The following is a summary of “Circulating Plasma Concentrations of ACE2 in Primary Aldosteronism and Cardiovascular Outcomes” published in the December 2022 issue of Endocrinology & Metabolism by Wu et al.

Plasma concentrations of angiotensin-converting enzyme 2 (pACE2) have been independently linked to cardiovascular disorders. Patients with primary aldosteronism (PA) may have higher pACE2 concentrations, which might increase the risk of cardiovascular events.

For a study, researchers investigated the presence of pACE2 in 168 incident PA patients using an inception observational cohort. In peripheral blood mononuclear cells, the expression of ACE2, serine protease 2 (TMPRSS2), and metalloprotease 17 (ADAM17) were evaluated.
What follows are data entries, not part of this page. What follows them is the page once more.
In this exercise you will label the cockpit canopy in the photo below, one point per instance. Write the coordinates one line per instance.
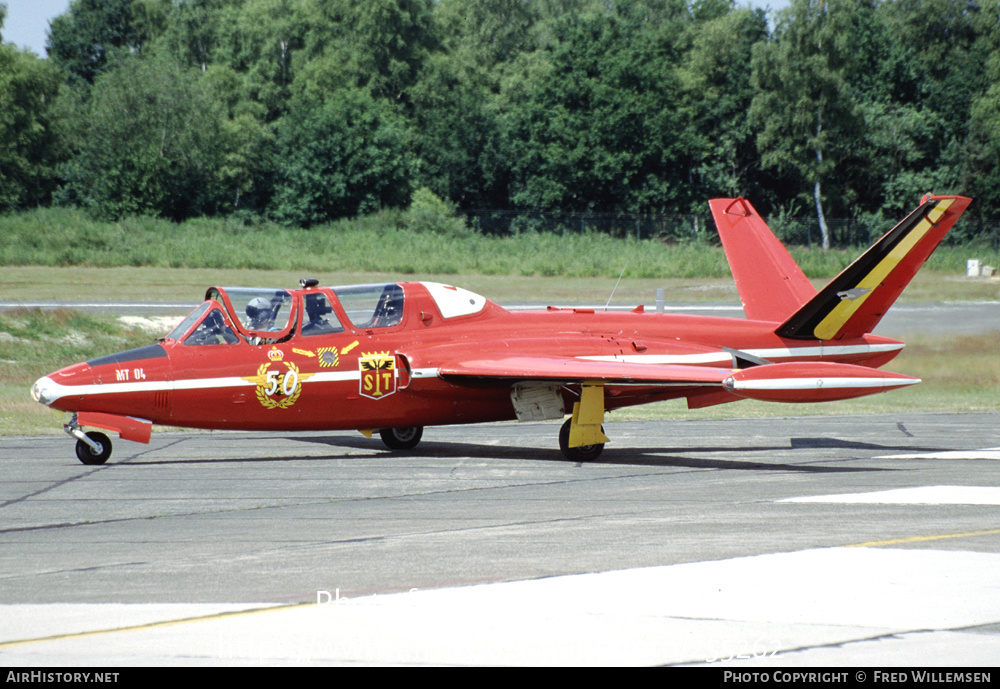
(265, 315)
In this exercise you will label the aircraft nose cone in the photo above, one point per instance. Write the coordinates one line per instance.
(65, 384)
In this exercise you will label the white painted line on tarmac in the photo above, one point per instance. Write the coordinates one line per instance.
(761, 607)
(919, 495)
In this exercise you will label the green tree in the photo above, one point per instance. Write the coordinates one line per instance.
(379, 45)
(85, 40)
(348, 155)
(149, 140)
(804, 110)
(984, 137)
(589, 119)
(29, 148)
(715, 77)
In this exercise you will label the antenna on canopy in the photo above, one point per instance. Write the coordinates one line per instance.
(616, 285)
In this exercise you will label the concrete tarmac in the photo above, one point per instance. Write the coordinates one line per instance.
(842, 540)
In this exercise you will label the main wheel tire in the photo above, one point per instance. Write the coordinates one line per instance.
(584, 453)
(403, 438)
(87, 455)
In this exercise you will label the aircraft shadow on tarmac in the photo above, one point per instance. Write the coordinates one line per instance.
(661, 457)
(675, 457)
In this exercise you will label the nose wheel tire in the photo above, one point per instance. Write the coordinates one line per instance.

Those with incident PA and patients with essential hypertension (EH) both reported higher levels of pACE2 (47.04±22.06 vs. 46.73±21.06 ng/mL; P =.937). Age was negatively connected with greater pACE2 in PA patients (β = 2.15; P =.033) and positively correlated with higher blood potassium levels (β = 2.29; P =.024). Of the 72 patients who had surgical treatment for unilateral PA (uPA), 36 (50%) experienced clinical full hypertension remission following adrenalectomy (Primary Aldosteronism Surgery Outcome criteria). At follow-up, pACE2 decreased in surgically treated patients with (P< .001) or without (P =.006) hypertension remission, but the attenuation of pACE2 was not statistically significant in patients who received uPA (P =.085) and bilateral PA (P =.409) in combination with mineralocorticoid receptor antagonist (MRA). With a mean follow-up of 3.29 years, persistently increased pACE2 (>23 ng/mL) following targeted therapies was associated with cardiovascular events and all-cause death in PA patients (hazard ratio = 8.8; P=.04). In contrast to normotensive controls, TMPRSS2 messenger RNA (mRNA) expression was greater in uPA (P =.018) and EH (P =.038) patients; it also reduced following adrenalectomy (P< .001) patients.

In comparison to the normotensive group, PA and EH patients showed greater pACE2 and higher expression of TMPRSS2 mRNA. Following targeted therapies, persistently high pACE2 (>23 ng/mL) was linked with an increased risk of death and incident cardiovascular events.